Il ragionamento è semplice, circola da molto, ma è anche molto interessante per le sue implicazioni. Intanto l’analisi suona drammaticamente vera: c’è una dimensione dei problemi che potrebbe essere difficilmente affrontabile se non con sacrifici pesantissimi e la creazione di ulteriori problemi. “There is no easy way out”, come dicono gli americani. E questo è un paese abituato a che le cose siano easy, almeno quelle immediate e giorno per giorno. Appare quindi difficilmente credibile che le opposizioni attuali – per come le conosciamo – una volta guadagnata una eventuale maggioranza elettorale siano in grado di trovare la forza di un progetto forte, unitario, sicuro del fatto suo, e guidare una traversata nel deserto. La situazione spaventerebbe maggioranze anche più toste e coraggiose di quella in ipotesi. E persino chi ha cara, come noi, la ricostruzione della politica italiana attraverso persone e pensieri diversi e con meno fallimenti alle spalle di quelli che guidano oggi il centrosinistra, ha anche dubbi sul fatto che questi tempi siano quelli giusti per transizioni così rilevanti, che rischierebbero di vedere travolte le loro visioni e i loro progetti a lungo respiro dai guai contingenti.
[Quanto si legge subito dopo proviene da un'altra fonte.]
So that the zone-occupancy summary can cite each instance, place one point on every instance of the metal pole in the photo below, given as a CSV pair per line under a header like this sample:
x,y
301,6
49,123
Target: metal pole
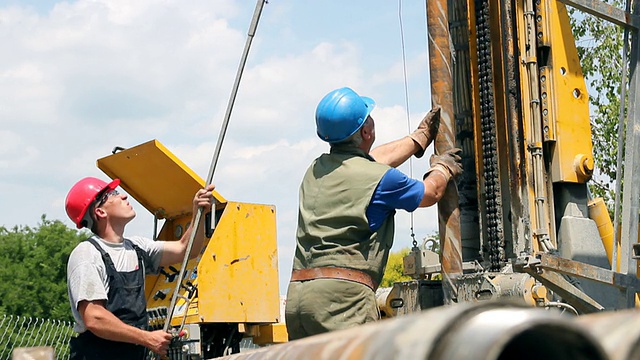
x,y
621,122
216,155
442,95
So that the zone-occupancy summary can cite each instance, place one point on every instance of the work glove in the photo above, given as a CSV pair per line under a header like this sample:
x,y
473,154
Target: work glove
x,y
426,131
449,163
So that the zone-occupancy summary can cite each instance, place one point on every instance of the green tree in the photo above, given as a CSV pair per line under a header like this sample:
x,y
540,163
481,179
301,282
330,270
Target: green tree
x,y
600,45
394,270
33,268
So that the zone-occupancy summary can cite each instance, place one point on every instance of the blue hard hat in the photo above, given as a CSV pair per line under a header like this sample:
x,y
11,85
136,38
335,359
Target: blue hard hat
x,y
341,113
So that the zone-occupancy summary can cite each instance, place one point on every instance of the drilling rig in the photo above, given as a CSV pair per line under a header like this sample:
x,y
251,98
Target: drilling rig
x,y
521,222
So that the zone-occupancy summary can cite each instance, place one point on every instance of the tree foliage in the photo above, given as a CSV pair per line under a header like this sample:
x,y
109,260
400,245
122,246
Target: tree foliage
x,y
600,46
33,268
L’altro elemento notevole della riflessione è quello per cui l’ipotesi costituisce di fatto un commissariamento del governo e della democrazia, né più né meno di quelli che l’ordinamento prevede per le amministrazioni locali che si trovino nell’impossibilità di governare, per le ragioni più varie. Fatte le dovutissime distinzioni, la dipendenza esagerata dal consenso immediato del nostro Parlamento è un tarlo straordinario del sistema democratico come lo sono le infiltrazioni mafiose in certi comuni: e si è pensato uno strumento per annullarlo.

Commissariare un governo nazionale però non è una cosa che si può accettare a cuor leggero: come avevamo già scritto, è un fallimento sancito della democrazia. Che la democrazia non sia un sistema perfetto lo sappiamo da tempo attraverso molti esempi, ma che non si dimostri tale in Italia nel 2011 non è una cosa da poco. Si tratta del riconoscimento che si è costituita una depravazione del sistema democratico, accompagnata a un momento di grande crisi, e che gli eletti si arrendono e si dichiarano impotenti.

È anche vero, dirà giustamente qualcuno, che è lo stesso sistema democratico a sapersi aiutare in questo caso: non stiamo infatti parlando di sospensione delle elezioni o colpi di stato. Perché l’ipotesi governo tecnico con poteri adeguati sia messa in piedi ci vuole il consenso e il voto della maggioranza del Parlamento eletto, così come per avallare le sue scelte. E questa è peraltro la ragione per cui oggi anche questa ipotesi di ammissione di una sconfitta ma forse di buon senso non sembra molto a portata di mano. Che si stia sfarinando il centrodestra è evidente, pur con grande lentezza: che questo avvii verso nuove prese di coscienza da parte dei partiti pare assai meno chiaro.

Quello che è certo è che fare i conti con le proprie inadeguatezze da parte della classe dirigente è da una parte una cosa apprezzabile, per chi riesce a farlo: ma dovrebbe portare a ben altri percorsi che non solo la temporanea consegna della patata bollente a un ente esterno. Della patata eventualmente raffreddata, poi, sarà meglio che si occupino tutt’altre persone da queste.